I had no qualifications of any kind for being a Home Library Adviser, so I made up the rules on the spot. "Bella," I said, "these pots will have to go. And the alabaster ashtray." She is one of those people whose bookshelves are broken up, spatially speaking, by objets d'art from holidays in Marrakesh, cacti from New Mexico, miniature paintings from Kyoto and charming glass fish from Murano. "Bookshelves," I told her sternly, "are for books only."

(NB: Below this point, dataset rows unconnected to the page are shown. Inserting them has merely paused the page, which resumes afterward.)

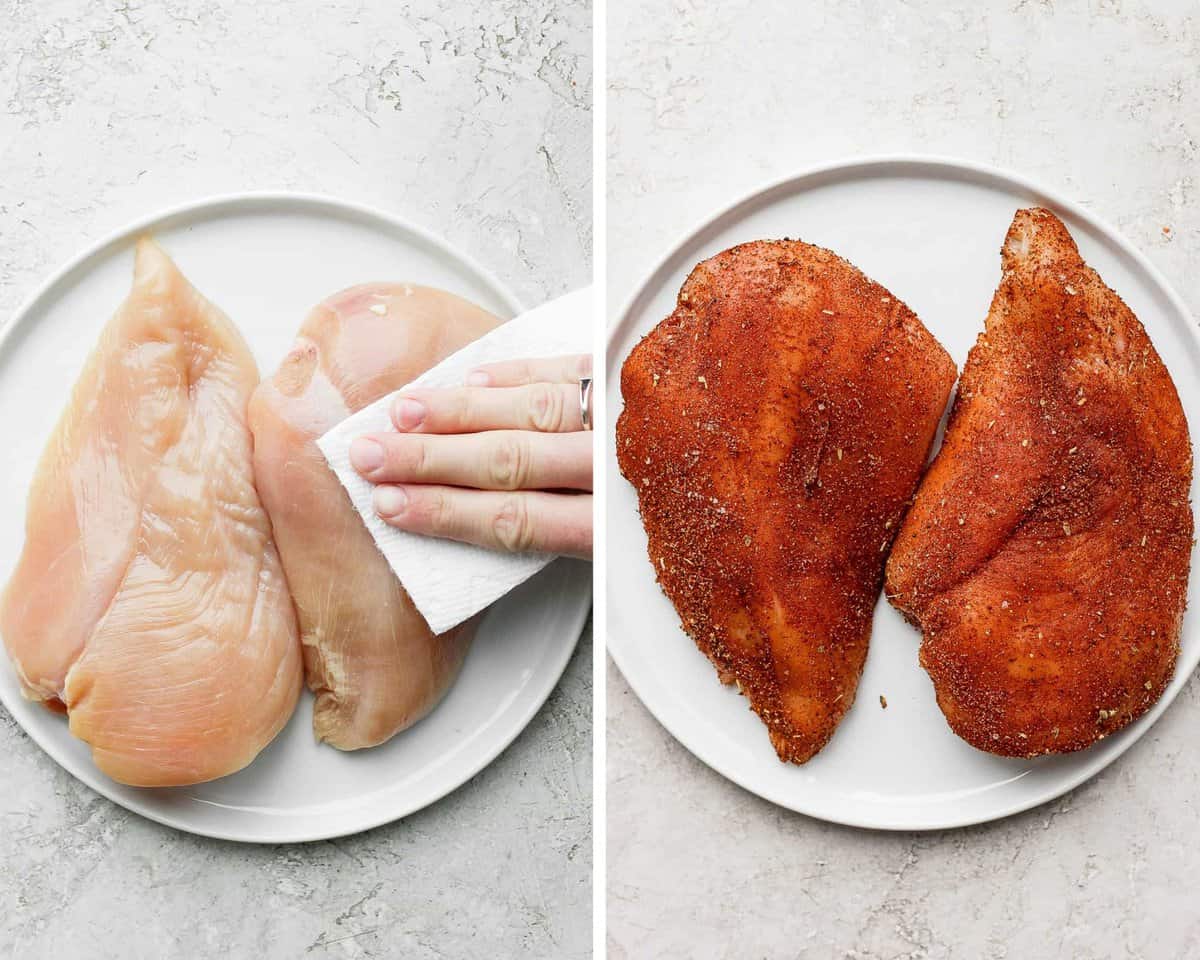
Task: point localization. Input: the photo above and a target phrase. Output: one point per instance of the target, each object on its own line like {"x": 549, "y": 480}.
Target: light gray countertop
{"x": 471, "y": 119}
{"x": 1099, "y": 100}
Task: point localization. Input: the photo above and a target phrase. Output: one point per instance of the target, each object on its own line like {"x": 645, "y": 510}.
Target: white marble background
{"x": 1099, "y": 99}
{"x": 469, "y": 118}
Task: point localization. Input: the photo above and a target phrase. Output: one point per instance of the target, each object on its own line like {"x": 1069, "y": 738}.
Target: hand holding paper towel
{"x": 450, "y": 581}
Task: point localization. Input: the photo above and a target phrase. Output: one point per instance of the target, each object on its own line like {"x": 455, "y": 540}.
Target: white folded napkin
{"x": 449, "y": 581}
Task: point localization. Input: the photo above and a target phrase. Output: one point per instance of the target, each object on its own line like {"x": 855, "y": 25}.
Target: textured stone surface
{"x": 471, "y": 119}
{"x": 1101, "y": 100}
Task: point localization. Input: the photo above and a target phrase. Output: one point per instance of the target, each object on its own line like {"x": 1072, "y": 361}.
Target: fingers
{"x": 521, "y": 372}
{"x": 513, "y": 522}
{"x": 498, "y": 460}
{"x": 543, "y": 407}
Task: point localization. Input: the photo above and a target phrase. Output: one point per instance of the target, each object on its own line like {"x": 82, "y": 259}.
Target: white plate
{"x": 929, "y": 231}
{"x": 265, "y": 259}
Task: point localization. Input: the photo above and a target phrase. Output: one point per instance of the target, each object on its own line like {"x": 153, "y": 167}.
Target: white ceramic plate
{"x": 265, "y": 259}
{"x": 930, "y": 232}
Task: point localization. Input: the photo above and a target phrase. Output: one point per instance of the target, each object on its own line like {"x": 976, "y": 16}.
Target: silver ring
{"x": 586, "y": 402}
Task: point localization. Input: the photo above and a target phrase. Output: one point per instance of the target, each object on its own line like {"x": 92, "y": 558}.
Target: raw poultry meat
{"x": 774, "y": 429}
{"x": 1045, "y": 557}
{"x": 370, "y": 657}
{"x": 148, "y": 601}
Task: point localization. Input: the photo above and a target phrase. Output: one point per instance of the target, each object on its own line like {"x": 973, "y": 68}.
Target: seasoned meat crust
{"x": 1045, "y": 557}
{"x": 774, "y": 427}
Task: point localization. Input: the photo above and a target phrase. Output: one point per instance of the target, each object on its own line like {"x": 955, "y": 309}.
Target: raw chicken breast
{"x": 149, "y": 603}
{"x": 370, "y": 657}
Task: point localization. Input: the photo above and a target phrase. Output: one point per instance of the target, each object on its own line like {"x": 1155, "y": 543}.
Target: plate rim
{"x": 311, "y": 202}
{"x": 807, "y": 179}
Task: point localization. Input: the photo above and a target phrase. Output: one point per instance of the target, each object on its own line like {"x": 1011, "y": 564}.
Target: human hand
{"x": 503, "y": 462}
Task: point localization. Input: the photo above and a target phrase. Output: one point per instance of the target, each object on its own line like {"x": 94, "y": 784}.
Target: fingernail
{"x": 389, "y": 501}
{"x": 407, "y": 413}
{"x": 366, "y": 455}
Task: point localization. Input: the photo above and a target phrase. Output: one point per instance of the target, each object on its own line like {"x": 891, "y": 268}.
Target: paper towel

The dog-eared paperbacks had to go as well ("This is a mature, middle-class library," I told her crossly, "not a student-squat bookshelf made from planks and breezeblocks.") No children's books, either. No reference books, which should live handily by your desk. And poetry should have a section to itself. Likewise travel... Hey! Inventing the Rules of the Modern Library from scratch like this was a piece of cake!

I got to work, removed every hardback book from her shelves, arrayed them across the carpet and began the winnowing process. Abominations that seemed a good idea in the 1970s (Jonathan Livingston Seagull, The Happy Hooker) were consigned to the attic, along with works overtaken by history, whether cultural (Dancing Into History: the Triumph of Seona Dancing), political (The Soviet Empire in the 21st Century), or technological (So You Want To Be a Dirigible Pilot?). I thought it tactful to remove the books with titles like Sex and Ageing, Living With Cystitis and Men Who Hate Women and the Women Who Love Them. I quietly removed a study of Hitler's compassionate side by David Irving, and silently slid Bella's husband's copy of The Big Book of Breasts under the sofa until after the party. Then I nipped off to a handy bookshop to find some up-to-the-minute volumes.

It took hours, but a thing of beauty emerged. The knick-knacks had gone, the medical and psychological advisory stuff was hidden, the Dan Brown novel ("I just wanted to see what all the fuss was about," Bella wailed) was in the wheelie-bin with Naomi Campbell's Swan and Katie Price's Crystal.

Now, a perfectly acceptable culture-vulture's library, from Peter Ackroyd to Banana Yamamoto, gleamed from the shelves. A new biography of Garcia Marquez dominated the middle part, cover turned towards the casual browser, while Stepping Stones, the new Faber collection of conversations with Seamus Heaney, lay on Bella's coffee-table with a bookmark at page 397... It was fine. The literary world could scrutinise until they were blue in the face, without finding anything to take the piss out of. "Thank you," said Bella, "you've saved me from mortification. You are a cultural superhero." It was nothing, I said; all in a day's work for Adjust-Your-Library Man.